Zellkommunikation – Wie wir die Gedanken und Gefühle anderer ständig wahrnehmen, ohne es zu merken

Seit langem beschäftige ich mich mit diesem Thema, aber erst in den letzten Monaten bekam ich Klarheit darüber.

Wir Menschen sind uns gar nicht bewusst, dass unsere wahre Kommunikation eigentlich auf der Zellebene stattfindet.

In den letzen 50 Jahren wurde viel darüber geforscht, wie Zellkommunikation funktioniert. Eine der bekanntesten Studien ist das Pflanzenexperiment des Wissenschaftlers Cleve Backster, in dem er herausfand, dass Pflanzen und Bäume Gedanken wahrnehmen können.

Er nahm einen Dracea-Baum und schloß ihn an einen Lügendetektor an. Als er ihm Gedanken, wie „ich gehe jetzt Streichhölzer holen und werde dir die Blätter verbrennen“ schickte, schlugen die Zeiger des Detektors genauso stark aus, wie typischerweise bei einem verängstingten Menschen. Als er aber mit den Streichhölzern vor der Pflanze stand und sich nichts dabei dachte, zeigte die Dracea keine Reaktion.

Wir Menschen funktionieren ganz ähnlich wie Pflanzen und Bäume, sind uns dessen aber nicht bewusst.
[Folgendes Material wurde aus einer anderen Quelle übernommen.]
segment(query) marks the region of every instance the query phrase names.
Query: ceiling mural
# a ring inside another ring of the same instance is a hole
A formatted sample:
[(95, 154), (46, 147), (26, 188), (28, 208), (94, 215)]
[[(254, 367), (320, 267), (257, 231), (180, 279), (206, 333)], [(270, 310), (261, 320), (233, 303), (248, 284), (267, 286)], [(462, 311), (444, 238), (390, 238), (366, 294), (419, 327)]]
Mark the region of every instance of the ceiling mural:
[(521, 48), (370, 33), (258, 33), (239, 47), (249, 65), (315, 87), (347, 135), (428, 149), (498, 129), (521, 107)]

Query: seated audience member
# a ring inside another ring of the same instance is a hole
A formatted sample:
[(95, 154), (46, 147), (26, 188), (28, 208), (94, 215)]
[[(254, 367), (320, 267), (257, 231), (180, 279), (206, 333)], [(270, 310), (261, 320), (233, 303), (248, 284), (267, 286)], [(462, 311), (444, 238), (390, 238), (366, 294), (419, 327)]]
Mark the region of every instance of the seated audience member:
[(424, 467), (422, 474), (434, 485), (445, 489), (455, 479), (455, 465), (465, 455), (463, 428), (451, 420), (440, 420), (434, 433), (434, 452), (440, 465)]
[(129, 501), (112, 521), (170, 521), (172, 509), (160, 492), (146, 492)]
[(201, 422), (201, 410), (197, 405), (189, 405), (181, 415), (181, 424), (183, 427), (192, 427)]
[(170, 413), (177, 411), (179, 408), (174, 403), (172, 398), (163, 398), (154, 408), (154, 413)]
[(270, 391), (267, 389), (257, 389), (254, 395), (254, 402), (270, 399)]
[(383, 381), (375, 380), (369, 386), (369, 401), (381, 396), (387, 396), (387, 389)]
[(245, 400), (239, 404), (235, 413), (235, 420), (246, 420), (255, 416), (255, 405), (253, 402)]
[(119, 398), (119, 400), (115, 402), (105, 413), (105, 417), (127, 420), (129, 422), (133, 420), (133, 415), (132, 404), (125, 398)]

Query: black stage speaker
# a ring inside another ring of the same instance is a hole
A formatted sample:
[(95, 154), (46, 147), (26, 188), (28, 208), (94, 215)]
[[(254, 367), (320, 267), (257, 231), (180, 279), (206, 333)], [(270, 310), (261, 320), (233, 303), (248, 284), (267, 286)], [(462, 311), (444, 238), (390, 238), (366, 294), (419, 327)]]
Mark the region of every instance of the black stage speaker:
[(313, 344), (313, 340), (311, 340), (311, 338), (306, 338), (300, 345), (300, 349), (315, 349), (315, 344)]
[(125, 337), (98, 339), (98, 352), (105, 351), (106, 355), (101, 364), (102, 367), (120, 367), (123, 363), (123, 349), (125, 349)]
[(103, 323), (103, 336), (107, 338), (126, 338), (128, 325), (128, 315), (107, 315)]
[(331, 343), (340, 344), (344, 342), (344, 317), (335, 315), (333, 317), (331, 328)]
Wir können zwar alles in unserer Umgebung wahrnehmen, blocken diese Wahrnehmungen aber unbewusst, damit es uns nicht zu viel wird.

Wie stark die unbewusste Kommunikation sein kann, habe ich in einer Auseinandersetzung mit meinem Mann erlebt. Wütend ging ich ins Badezimmer und dachte etwas (nicht so Schönes) über ihn. Auf einmal kam er verärgert herein und sagte: „Hör auf, ständig zu sagen, dass ich so und so bin“. Ich war fassungslos! Er hatte meine Gedanken unbewusst gelesen und sie hatten ihm wirklich weh getan.

Meine Absicht war es natürlich nicht gewesen, ihn zu verletzen, aber danach wurde mir klar, wie stark die Macht unserer Gedanken sein kann. Denken wir positiv, blüht alles um uns herum. Denken wir negativ, trocknet alles in unserer Umgebung, aus.

Erst als ich mich intensiv mit ThetaHealing beschäftigte, wurde mir bewusst, dass ich die Gedanken und Gefühle anderer schon mein ganzes Leben lang wahrnehmen konnte.

In meiner Kindheit hatte ich Großeltern, bei denen ich mich überhaupt nicht wohl fühlte. Die anderen Großeltern wiederum liebte ich von ganzem Herzen. Beide Omas haben wundervoll gekocht und sie haben gut für uns gesorgt. Beide waren auch immer herzlich. Aber die eine Oma, obwohl sie sehr streng war, hatte unendlich viel Liebe für uns. Man konnte diese Liebe von weither spüren. Sie hat nie Wörter wie „ich hab Dich lieb“ benützt, aber wir wussten immer, dass ihr Herz für uns Enkelkinder immer offen war. Wir hatten auch oft Auseinandersetzungen mit ihr, weil sie keine einfache Frau war, aber an ihrer Liebe haben wir nie gezweifelt.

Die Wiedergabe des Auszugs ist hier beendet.